She's psychotic, ladies and gentlemen. She's hallucinating. She also tells us that Andrea Yates is a loving mother. Officer West, he takes photographs, numerous photographs about the house. We see the photographs of the children laid out on the bed. It's very tragic and it's very sad, but you see them the way they're laid out there, the officers put it, but you also see other photographs. You see photographs of toys, and you see photographs of dogs, and you see photographs of the suburban household where a loving mother at one time had a normal lifestyle, and it's in stark contrast, stark contrast to those five bodies in the bed.
Ladies and gentlemen, a loving mother does not drown her children if she's knows that her actions are wrong.
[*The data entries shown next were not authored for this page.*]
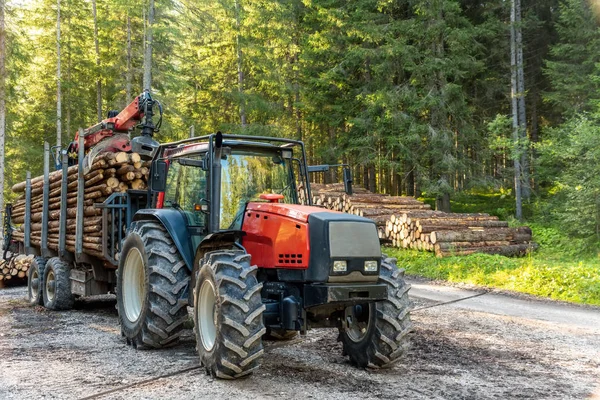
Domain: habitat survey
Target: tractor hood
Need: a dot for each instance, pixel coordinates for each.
(294, 211)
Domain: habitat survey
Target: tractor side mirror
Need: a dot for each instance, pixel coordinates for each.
(348, 181)
(317, 168)
(158, 181)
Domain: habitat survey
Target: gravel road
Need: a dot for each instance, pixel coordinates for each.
(494, 346)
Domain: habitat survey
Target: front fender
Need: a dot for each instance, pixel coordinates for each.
(176, 224)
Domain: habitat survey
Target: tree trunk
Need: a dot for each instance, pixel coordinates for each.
(514, 90)
(58, 84)
(98, 80)
(239, 63)
(372, 178)
(2, 108)
(128, 76)
(524, 148)
(148, 50)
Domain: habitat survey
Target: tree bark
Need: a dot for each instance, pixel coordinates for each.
(2, 108)
(239, 63)
(128, 76)
(58, 84)
(515, 112)
(148, 50)
(524, 148)
(97, 47)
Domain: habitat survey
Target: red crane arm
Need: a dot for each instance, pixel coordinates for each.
(127, 119)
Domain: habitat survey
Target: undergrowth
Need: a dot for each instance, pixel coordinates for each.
(563, 268)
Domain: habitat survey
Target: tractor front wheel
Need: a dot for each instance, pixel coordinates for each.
(35, 279)
(375, 335)
(228, 315)
(57, 285)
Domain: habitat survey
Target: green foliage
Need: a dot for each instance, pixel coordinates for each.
(570, 157)
(541, 274)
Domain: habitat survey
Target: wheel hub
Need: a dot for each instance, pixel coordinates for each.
(207, 315)
(357, 321)
(134, 285)
(50, 285)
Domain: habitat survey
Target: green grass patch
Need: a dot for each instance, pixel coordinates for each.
(542, 273)
(563, 268)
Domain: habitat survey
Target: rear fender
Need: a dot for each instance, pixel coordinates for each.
(176, 224)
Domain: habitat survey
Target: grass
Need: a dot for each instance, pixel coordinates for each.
(562, 269)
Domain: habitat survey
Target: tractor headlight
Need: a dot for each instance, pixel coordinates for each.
(370, 266)
(340, 266)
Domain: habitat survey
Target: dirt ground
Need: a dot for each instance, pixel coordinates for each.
(457, 353)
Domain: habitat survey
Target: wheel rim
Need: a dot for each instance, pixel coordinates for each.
(35, 284)
(357, 318)
(206, 317)
(134, 285)
(50, 285)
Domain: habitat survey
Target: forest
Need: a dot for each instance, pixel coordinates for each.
(418, 96)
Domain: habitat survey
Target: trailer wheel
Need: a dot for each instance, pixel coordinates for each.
(152, 285)
(57, 285)
(34, 281)
(377, 333)
(228, 315)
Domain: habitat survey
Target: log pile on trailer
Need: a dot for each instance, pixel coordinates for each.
(109, 173)
(408, 223)
(15, 268)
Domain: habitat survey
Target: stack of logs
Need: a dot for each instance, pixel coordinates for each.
(16, 268)
(109, 173)
(408, 223)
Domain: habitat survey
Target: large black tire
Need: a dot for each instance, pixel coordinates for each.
(152, 311)
(387, 324)
(35, 279)
(57, 285)
(228, 315)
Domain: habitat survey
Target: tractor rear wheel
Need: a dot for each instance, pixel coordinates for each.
(228, 315)
(35, 281)
(152, 283)
(376, 334)
(57, 285)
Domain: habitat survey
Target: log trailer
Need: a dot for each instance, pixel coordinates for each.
(220, 229)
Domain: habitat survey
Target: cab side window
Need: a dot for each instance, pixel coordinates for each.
(186, 190)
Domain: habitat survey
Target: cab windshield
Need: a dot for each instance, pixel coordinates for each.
(245, 175)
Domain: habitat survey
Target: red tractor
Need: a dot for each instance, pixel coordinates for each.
(221, 229)
(225, 233)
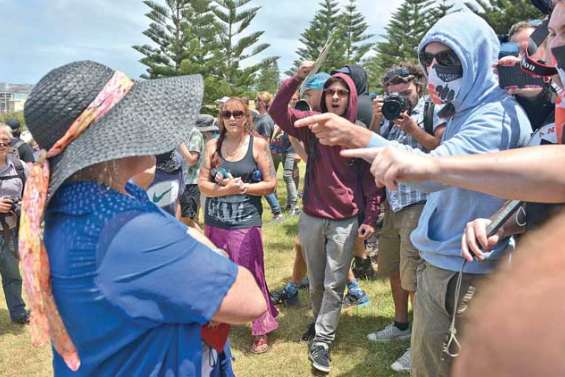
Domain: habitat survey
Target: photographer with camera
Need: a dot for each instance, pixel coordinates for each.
(12, 180)
(536, 96)
(457, 53)
(402, 116)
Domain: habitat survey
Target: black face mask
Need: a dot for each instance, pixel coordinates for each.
(449, 73)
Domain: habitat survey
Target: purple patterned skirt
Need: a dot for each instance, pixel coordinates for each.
(245, 248)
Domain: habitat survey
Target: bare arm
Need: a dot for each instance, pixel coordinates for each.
(191, 158)
(533, 174)
(262, 155)
(244, 301)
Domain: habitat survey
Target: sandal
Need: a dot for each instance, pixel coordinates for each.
(260, 344)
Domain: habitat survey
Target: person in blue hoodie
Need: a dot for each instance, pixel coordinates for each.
(457, 54)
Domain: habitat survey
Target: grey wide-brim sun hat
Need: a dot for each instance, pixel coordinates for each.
(155, 117)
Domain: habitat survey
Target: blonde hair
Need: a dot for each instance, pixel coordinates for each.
(7, 130)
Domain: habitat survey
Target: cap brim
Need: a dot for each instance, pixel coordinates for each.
(155, 117)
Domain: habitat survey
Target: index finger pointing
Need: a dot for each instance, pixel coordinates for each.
(367, 154)
(313, 119)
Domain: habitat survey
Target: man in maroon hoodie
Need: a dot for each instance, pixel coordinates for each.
(336, 191)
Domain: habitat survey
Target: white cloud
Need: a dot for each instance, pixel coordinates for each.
(45, 34)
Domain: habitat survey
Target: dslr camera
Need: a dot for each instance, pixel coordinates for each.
(393, 105)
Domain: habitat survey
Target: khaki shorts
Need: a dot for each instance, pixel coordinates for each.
(396, 252)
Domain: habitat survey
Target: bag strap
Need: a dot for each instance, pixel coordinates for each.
(429, 108)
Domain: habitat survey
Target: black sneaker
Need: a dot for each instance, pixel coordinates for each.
(310, 332)
(320, 357)
(288, 295)
(363, 268)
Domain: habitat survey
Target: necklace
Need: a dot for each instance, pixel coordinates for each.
(236, 153)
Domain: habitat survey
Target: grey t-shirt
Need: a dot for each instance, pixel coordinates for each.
(11, 186)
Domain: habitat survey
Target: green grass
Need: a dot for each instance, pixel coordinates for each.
(352, 355)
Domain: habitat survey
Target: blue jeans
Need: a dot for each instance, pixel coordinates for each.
(11, 279)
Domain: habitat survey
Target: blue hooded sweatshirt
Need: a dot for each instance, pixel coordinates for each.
(486, 120)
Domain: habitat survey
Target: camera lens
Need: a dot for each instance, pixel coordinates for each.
(393, 106)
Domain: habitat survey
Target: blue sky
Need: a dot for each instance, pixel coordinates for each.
(39, 35)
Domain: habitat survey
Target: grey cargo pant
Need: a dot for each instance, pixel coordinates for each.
(328, 250)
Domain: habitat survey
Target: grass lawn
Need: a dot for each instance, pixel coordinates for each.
(352, 355)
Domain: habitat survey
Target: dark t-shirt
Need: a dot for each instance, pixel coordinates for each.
(236, 211)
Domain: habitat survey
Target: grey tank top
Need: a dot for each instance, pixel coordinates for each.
(236, 211)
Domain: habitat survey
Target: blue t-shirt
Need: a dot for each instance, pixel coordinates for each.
(133, 288)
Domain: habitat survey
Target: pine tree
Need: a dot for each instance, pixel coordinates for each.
(202, 42)
(268, 78)
(354, 29)
(233, 19)
(326, 23)
(404, 32)
(168, 31)
(502, 14)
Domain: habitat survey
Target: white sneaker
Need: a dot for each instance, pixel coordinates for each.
(403, 363)
(391, 332)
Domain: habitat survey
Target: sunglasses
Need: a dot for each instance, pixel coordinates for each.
(445, 57)
(339, 92)
(237, 114)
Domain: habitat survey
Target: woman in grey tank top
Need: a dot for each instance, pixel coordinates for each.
(236, 173)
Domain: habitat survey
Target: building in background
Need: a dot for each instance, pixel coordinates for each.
(13, 97)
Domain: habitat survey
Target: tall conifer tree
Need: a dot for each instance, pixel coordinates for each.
(354, 33)
(268, 78)
(234, 18)
(404, 32)
(168, 31)
(326, 23)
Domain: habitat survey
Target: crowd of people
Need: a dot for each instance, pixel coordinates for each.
(137, 221)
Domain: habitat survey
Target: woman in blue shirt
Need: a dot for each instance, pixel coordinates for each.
(132, 286)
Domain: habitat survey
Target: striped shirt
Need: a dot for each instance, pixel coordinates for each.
(405, 196)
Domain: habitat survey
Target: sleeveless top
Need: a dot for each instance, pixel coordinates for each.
(236, 211)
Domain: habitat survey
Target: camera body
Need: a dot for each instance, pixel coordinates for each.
(393, 105)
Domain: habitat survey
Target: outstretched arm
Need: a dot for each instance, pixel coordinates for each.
(532, 174)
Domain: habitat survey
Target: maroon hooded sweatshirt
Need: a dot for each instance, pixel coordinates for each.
(335, 187)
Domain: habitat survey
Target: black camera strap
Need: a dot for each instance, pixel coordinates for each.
(537, 69)
(533, 67)
(429, 108)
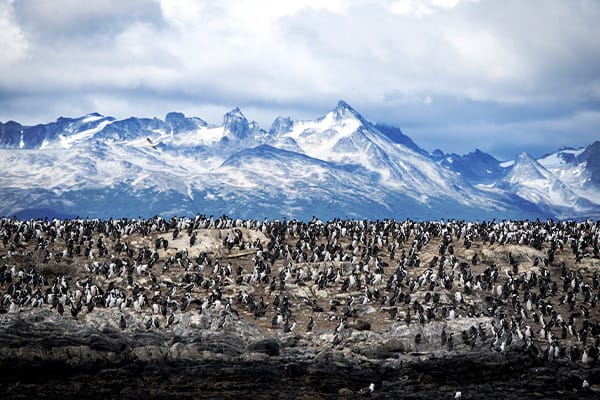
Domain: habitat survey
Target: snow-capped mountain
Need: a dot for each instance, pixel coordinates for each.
(530, 180)
(476, 167)
(340, 165)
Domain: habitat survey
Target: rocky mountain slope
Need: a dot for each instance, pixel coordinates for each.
(340, 165)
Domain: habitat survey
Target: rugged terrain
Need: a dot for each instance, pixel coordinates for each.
(338, 165)
(218, 308)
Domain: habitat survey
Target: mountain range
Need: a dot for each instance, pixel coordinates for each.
(337, 166)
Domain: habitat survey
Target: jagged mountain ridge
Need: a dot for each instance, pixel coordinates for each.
(338, 165)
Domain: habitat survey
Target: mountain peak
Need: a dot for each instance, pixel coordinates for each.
(343, 109)
(236, 123)
(281, 125)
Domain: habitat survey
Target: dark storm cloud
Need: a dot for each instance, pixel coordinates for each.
(498, 75)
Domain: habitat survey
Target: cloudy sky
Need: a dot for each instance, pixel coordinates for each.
(502, 76)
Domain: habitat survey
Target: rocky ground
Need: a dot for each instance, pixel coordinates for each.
(141, 309)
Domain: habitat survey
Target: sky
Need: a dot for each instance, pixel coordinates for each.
(503, 76)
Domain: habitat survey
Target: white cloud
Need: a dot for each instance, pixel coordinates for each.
(300, 57)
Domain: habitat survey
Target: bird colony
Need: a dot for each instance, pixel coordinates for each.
(442, 286)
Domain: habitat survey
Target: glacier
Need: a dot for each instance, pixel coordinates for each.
(337, 166)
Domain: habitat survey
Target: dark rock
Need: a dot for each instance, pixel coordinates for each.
(266, 346)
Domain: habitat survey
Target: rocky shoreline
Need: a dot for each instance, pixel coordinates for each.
(45, 356)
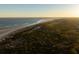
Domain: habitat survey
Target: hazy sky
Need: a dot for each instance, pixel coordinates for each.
(40, 10)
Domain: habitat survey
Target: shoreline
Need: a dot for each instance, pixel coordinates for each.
(7, 32)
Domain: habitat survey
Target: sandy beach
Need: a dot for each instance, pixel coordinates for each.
(7, 31)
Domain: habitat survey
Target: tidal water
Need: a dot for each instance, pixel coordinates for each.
(13, 22)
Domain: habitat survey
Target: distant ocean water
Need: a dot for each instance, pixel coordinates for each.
(8, 23)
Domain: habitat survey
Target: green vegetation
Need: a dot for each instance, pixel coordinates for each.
(58, 36)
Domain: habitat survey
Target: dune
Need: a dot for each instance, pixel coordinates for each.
(59, 36)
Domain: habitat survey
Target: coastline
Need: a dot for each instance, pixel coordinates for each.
(6, 32)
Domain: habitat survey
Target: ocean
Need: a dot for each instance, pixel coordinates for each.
(13, 22)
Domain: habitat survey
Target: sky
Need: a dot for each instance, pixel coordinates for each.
(39, 10)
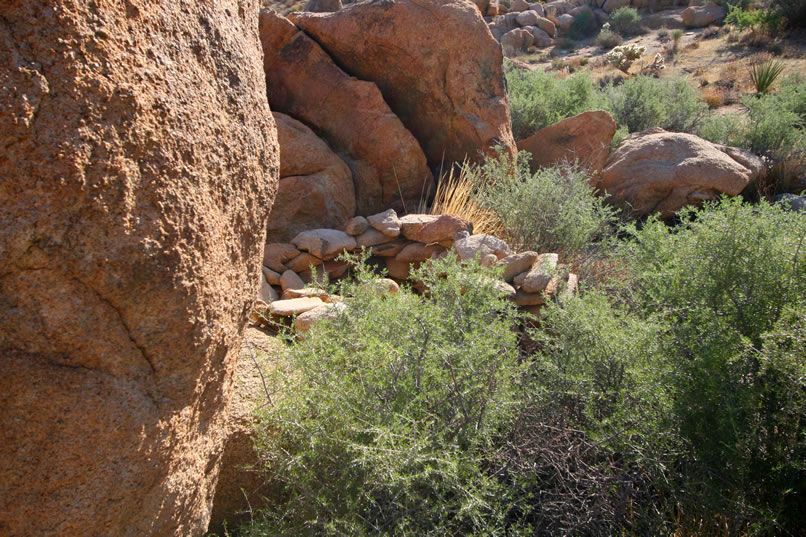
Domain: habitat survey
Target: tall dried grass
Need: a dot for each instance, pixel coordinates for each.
(455, 196)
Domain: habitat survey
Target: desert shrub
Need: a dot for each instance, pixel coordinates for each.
(793, 10)
(726, 129)
(593, 435)
(584, 25)
(644, 102)
(539, 99)
(607, 38)
(625, 20)
(389, 410)
(552, 210)
(793, 93)
(729, 283)
(775, 130)
(759, 20)
(623, 56)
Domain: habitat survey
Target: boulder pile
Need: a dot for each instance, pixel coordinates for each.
(384, 110)
(397, 244)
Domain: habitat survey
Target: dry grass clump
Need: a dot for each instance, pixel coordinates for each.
(455, 196)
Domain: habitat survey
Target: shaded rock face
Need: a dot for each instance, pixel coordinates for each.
(659, 171)
(135, 180)
(388, 165)
(316, 186)
(436, 63)
(584, 138)
(241, 483)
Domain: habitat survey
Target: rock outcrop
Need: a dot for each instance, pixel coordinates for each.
(661, 172)
(388, 165)
(316, 186)
(584, 138)
(241, 483)
(436, 64)
(137, 174)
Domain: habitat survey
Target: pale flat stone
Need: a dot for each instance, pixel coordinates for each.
(272, 277)
(307, 292)
(306, 320)
(294, 306)
(324, 243)
(356, 226)
(538, 278)
(389, 249)
(481, 245)
(417, 251)
(303, 261)
(290, 280)
(372, 237)
(517, 263)
(386, 222)
(275, 254)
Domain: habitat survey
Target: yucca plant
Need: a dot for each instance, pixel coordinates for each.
(764, 74)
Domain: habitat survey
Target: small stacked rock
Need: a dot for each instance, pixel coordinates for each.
(398, 244)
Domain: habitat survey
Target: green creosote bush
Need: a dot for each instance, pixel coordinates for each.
(584, 25)
(729, 282)
(793, 10)
(607, 39)
(552, 210)
(774, 126)
(644, 102)
(625, 20)
(758, 20)
(389, 410)
(539, 99)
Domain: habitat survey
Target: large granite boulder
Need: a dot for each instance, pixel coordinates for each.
(316, 187)
(661, 172)
(388, 165)
(584, 138)
(436, 63)
(139, 159)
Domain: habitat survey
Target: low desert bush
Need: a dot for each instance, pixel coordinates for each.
(552, 210)
(390, 409)
(758, 20)
(539, 99)
(644, 102)
(623, 56)
(729, 283)
(607, 38)
(625, 20)
(793, 10)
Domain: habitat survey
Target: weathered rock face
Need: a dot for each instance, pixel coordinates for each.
(241, 484)
(659, 171)
(584, 138)
(388, 165)
(136, 174)
(316, 186)
(436, 63)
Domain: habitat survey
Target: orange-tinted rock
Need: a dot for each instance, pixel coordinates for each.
(661, 172)
(316, 186)
(584, 138)
(351, 115)
(139, 161)
(436, 63)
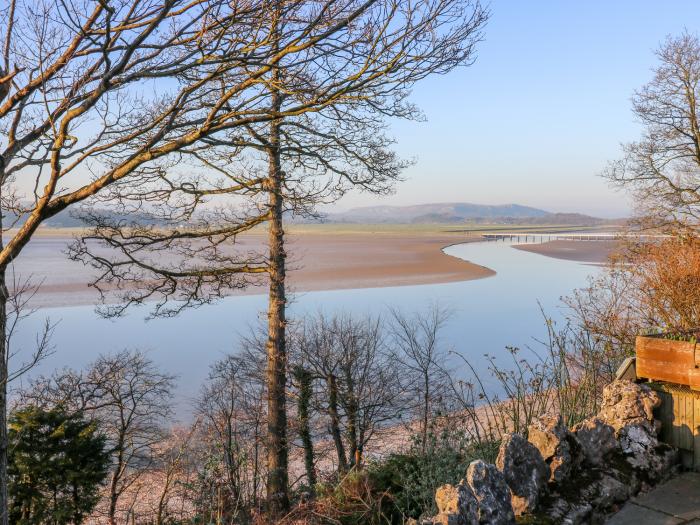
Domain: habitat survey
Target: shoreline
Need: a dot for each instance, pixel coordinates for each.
(592, 252)
(318, 261)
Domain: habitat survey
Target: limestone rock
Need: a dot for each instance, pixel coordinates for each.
(597, 439)
(557, 445)
(492, 494)
(644, 452)
(456, 505)
(627, 403)
(524, 470)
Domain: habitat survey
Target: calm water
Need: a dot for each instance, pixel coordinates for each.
(487, 315)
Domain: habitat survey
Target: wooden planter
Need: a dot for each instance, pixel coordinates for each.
(660, 359)
(674, 371)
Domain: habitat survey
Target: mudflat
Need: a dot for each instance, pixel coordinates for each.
(583, 251)
(317, 260)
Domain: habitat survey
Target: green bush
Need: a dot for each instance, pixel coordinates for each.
(57, 463)
(412, 478)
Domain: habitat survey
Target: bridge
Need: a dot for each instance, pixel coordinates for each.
(545, 237)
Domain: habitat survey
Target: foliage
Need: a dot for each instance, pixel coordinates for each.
(57, 463)
(411, 478)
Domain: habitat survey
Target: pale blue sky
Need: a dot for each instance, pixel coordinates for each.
(546, 105)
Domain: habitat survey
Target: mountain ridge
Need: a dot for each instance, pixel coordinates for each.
(454, 212)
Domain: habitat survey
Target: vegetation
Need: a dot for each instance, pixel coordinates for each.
(58, 462)
(271, 109)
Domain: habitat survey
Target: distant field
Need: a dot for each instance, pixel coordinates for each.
(343, 228)
(438, 228)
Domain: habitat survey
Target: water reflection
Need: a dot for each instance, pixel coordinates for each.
(487, 315)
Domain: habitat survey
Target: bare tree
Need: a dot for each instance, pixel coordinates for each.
(418, 348)
(359, 383)
(77, 116)
(663, 168)
(130, 399)
(231, 408)
(327, 68)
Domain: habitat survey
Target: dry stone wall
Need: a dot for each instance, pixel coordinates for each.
(562, 475)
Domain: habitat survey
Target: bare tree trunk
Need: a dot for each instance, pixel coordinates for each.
(304, 378)
(351, 410)
(426, 409)
(277, 479)
(4, 296)
(335, 423)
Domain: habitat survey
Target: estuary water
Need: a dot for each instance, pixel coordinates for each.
(487, 315)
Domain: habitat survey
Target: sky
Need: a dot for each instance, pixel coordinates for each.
(544, 108)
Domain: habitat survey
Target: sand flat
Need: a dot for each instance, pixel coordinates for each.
(317, 260)
(596, 252)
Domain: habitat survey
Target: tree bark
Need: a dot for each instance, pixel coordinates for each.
(335, 423)
(4, 296)
(304, 378)
(277, 479)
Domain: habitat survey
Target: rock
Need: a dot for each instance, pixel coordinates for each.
(644, 452)
(597, 439)
(578, 514)
(557, 445)
(524, 470)
(627, 403)
(492, 494)
(605, 492)
(456, 505)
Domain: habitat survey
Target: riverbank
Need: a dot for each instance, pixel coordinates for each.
(317, 260)
(596, 252)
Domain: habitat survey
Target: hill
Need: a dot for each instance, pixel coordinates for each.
(458, 212)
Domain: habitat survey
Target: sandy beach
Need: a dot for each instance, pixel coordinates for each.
(317, 260)
(596, 252)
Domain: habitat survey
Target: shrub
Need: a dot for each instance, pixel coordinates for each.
(412, 478)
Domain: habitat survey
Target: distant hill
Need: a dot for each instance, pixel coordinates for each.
(458, 212)
(439, 213)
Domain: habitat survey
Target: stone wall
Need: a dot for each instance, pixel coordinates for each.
(562, 475)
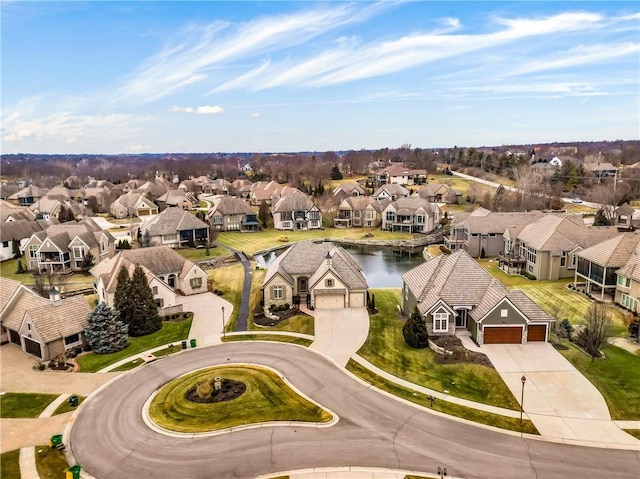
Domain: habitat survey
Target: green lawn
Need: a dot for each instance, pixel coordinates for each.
(24, 404)
(385, 348)
(229, 280)
(66, 407)
(267, 398)
(445, 407)
(50, 463)
(171, 332)
(268, 337)
(616, 377)
(250, 243)
(10, 464)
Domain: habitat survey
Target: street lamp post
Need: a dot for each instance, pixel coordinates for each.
(523, 379)
(223, 331)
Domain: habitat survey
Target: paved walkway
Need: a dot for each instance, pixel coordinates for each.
(558, 399)
(340, 333)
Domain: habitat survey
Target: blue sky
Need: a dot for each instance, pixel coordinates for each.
(144, 76)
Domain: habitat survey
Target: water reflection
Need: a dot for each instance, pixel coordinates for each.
(382, 266)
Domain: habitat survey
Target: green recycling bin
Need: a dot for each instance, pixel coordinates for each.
(55, 440)
(73, 472)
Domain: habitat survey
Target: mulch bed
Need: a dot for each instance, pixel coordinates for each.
(460, 353)
(261, 320)
(231, 389)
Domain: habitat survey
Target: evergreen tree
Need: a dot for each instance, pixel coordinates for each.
(415, 330)
(105, 332)
(144, 318)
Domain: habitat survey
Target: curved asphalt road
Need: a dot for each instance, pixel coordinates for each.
(110, 440)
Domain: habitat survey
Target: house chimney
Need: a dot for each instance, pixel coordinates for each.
(54, 294)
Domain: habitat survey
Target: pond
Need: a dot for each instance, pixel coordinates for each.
(382, 266)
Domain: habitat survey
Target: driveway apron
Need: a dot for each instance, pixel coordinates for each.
(559, 400)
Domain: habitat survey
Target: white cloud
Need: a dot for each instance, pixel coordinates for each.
(209, 110)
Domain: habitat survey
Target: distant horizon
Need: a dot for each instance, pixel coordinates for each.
(158, 77)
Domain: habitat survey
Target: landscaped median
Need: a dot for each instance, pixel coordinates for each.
(223, 397)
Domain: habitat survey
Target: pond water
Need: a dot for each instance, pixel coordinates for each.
(382, 266)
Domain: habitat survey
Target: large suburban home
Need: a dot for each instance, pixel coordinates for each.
(598, 267)
(44, 328)
(62, 248)
(401, 175)
(456, 296)
(176, 228)
(232, 214)
(19, 231)
(410, 215)
(481, 233)
(628, 284)
(178, 199)
(547, 247)
(320, 274)
(296, 212)
(390, 192)
(133, 204)
(359, 211)
(27, 196)
(439, 193)
(168, 273)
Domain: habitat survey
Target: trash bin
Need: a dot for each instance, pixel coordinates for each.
(55, 440)
(73, 472)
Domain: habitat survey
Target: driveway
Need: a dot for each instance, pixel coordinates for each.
(207, 323)
(560, 401)
(340, 332)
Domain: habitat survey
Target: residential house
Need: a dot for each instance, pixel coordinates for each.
(20, 231)
(133, 204)
(439, 193)
(27, 196)
(320, 274)
(399, 174)
(455, 295)
(481, 233)
(390, 192)
(232, 214)
(411, 215)
(359, 211)
(176, 228)
(547, 247)
(177, 199)
(44, 328)
(62, 248)
(296, 211)
(168, 273)
(628, 283)
(598, 266)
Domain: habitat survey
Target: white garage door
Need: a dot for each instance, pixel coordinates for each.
(356, 300)
(329, 301)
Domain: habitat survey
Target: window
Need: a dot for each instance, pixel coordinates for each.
(278, 292)
(629, 302)
(74, 338)
(440, 322)
(624, 282)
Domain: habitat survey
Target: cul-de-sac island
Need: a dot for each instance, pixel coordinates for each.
(393, 313)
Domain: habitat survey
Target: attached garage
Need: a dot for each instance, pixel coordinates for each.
(537, 332)
(329, 301)
(502, 335)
He did not film the defendant. He was not asked to. And that's crucial, and that's important, because their whole Dr. Deitz -- the whole basis of his theory is on the fact that she wasn't as psychotic -- if she was psychotic on the 20th, than she was on the 21st. Why does he you that, because he has to tell you that, because buzz he knows, everybody knows how crazy she was on the 21st. So he hasn't seen the empirical evidence that it was there on the 20th. After all, the drowning of the children could have kicked into the psychosis. After all, having her clothes taken away could have kicked her into that psychosis.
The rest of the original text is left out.